Friday, July 28, 2006

Writer's Block Friday

Hank Ballard Along With the Dapps - You're So Sexy

For some reason this morning I couldn't settle on a selection for today. I listened to Leon Huff's "I Ain't Jivin, I'm Jammin'," thought about following up on yesterday's Carla Thomas post with "The Honeydripper" by the Van-Dells (another record that Steve Cropper stole with his guitar work), and even considered risking my credibility by posting Shirley Ellis' "The Name Game" (which, although viewed as a novelty record and a staple of mainstream "oldies" radio, is a damn good Northern Soul record), but still was unsatisfied. Finally I settled on today's selection. Of course, it's a top-notch recording also, so it was last but definitely not least.
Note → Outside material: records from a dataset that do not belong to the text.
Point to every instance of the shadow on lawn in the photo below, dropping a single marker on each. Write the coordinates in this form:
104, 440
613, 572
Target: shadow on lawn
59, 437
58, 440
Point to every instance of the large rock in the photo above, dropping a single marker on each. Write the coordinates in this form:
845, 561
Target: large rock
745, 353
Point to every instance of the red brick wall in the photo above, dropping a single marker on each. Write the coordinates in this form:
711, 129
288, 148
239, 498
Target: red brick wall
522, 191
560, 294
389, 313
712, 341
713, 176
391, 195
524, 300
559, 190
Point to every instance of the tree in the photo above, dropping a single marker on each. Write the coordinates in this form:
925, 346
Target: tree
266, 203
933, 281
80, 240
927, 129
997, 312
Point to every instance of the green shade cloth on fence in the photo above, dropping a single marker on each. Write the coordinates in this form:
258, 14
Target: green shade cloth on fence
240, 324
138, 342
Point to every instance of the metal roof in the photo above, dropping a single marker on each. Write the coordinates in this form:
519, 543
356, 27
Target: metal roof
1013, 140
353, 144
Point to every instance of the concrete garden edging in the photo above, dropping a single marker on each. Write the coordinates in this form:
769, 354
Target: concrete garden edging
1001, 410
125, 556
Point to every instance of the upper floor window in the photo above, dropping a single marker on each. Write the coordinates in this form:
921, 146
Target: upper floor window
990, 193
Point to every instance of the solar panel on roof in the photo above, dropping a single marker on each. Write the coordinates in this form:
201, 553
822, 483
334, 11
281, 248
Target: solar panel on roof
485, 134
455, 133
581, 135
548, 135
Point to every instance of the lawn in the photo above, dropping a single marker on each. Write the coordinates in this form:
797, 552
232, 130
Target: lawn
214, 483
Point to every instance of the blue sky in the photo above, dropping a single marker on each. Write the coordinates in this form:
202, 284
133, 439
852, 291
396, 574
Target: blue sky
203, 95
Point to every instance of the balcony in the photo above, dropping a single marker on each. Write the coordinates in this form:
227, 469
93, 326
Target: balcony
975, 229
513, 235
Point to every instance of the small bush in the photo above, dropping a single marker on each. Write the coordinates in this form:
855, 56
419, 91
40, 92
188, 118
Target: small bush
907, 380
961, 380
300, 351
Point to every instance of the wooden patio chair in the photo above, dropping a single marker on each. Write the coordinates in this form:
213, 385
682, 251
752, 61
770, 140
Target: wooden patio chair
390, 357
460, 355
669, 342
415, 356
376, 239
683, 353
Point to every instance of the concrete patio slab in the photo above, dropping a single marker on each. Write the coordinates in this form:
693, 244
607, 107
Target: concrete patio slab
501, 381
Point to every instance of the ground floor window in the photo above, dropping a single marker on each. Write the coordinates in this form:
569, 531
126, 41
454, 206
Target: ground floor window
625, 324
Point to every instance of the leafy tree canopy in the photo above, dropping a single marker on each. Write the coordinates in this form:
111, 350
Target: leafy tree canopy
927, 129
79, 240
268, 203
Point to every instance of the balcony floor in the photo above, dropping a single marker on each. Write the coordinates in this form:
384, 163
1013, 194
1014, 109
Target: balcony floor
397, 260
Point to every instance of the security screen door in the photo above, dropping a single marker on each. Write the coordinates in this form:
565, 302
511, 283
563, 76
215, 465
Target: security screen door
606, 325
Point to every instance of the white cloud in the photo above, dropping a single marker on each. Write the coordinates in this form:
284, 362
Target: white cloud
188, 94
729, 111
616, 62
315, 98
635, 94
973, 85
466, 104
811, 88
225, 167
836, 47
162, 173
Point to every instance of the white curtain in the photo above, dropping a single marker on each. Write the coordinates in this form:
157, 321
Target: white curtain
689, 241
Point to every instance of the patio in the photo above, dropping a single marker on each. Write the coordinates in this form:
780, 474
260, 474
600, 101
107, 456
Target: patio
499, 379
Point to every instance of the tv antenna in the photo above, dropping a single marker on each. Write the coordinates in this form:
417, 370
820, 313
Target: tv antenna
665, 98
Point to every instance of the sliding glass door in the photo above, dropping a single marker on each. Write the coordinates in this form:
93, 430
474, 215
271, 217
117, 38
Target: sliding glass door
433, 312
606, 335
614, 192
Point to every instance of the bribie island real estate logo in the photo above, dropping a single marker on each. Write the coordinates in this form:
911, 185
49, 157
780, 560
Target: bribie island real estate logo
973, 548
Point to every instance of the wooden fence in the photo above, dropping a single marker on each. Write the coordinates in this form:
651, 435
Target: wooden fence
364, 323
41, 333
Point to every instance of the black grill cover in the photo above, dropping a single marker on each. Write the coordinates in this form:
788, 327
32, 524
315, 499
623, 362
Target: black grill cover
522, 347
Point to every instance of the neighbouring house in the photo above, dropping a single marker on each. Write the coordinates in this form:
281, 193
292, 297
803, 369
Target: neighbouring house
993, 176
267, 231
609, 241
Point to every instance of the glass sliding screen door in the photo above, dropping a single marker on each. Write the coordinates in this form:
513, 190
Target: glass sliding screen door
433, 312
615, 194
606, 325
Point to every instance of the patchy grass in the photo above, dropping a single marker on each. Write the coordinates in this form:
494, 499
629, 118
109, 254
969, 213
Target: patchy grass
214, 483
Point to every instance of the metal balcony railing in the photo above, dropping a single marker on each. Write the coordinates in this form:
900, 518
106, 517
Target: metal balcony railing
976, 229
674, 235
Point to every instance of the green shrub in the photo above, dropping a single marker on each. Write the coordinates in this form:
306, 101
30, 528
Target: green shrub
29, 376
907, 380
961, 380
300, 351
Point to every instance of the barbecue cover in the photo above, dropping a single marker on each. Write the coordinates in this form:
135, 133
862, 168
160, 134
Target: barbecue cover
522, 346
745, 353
As I alluded in a prior post, when James Brown started out at King Records in 1956, Hank Ballard and The Midnighters were major hitmakers for the label with their raunchy "Annie" records ("Work With Me Annie," "Annie Had a Baby," "Annie's Aunt Fanny") and other great R&B gems (the original version of "The Twist" would come out two years later, and "Finger Poppin' Time" was still five years away). By the end of the '60s, however, Ballard's fame had waned significantly and, like Bill Doggett, James Brown had stepped in to help out. "You're So Sexy" is a hard-hitting piece of rock-oriented funk, with Ballard fronting the white band The Dapps, whose guitarist, "Fat Eddie" Setser (who was the subject of a James Brown-produced record by James Crawford and who is the "look at Fat Eddie, he's 300 pounds" reference in Charles Spurling's "Let Me Be (A Steppin' Soul)"), drives this record along with a strong rhythm. Ballard is exhibiting the wild looseness that sometimes put him on the wrong side of being in tune (this was particularly evident on the awesome "Butter Your Popcorn"), but it works for this number. The whole thing cooks like nobody's business, but I am particularly fond of the coda, where Hank and the band take the volume down and Hank starts chanting over a "chug-a-lug" groove that Fat Eddie lays down. Great stuff.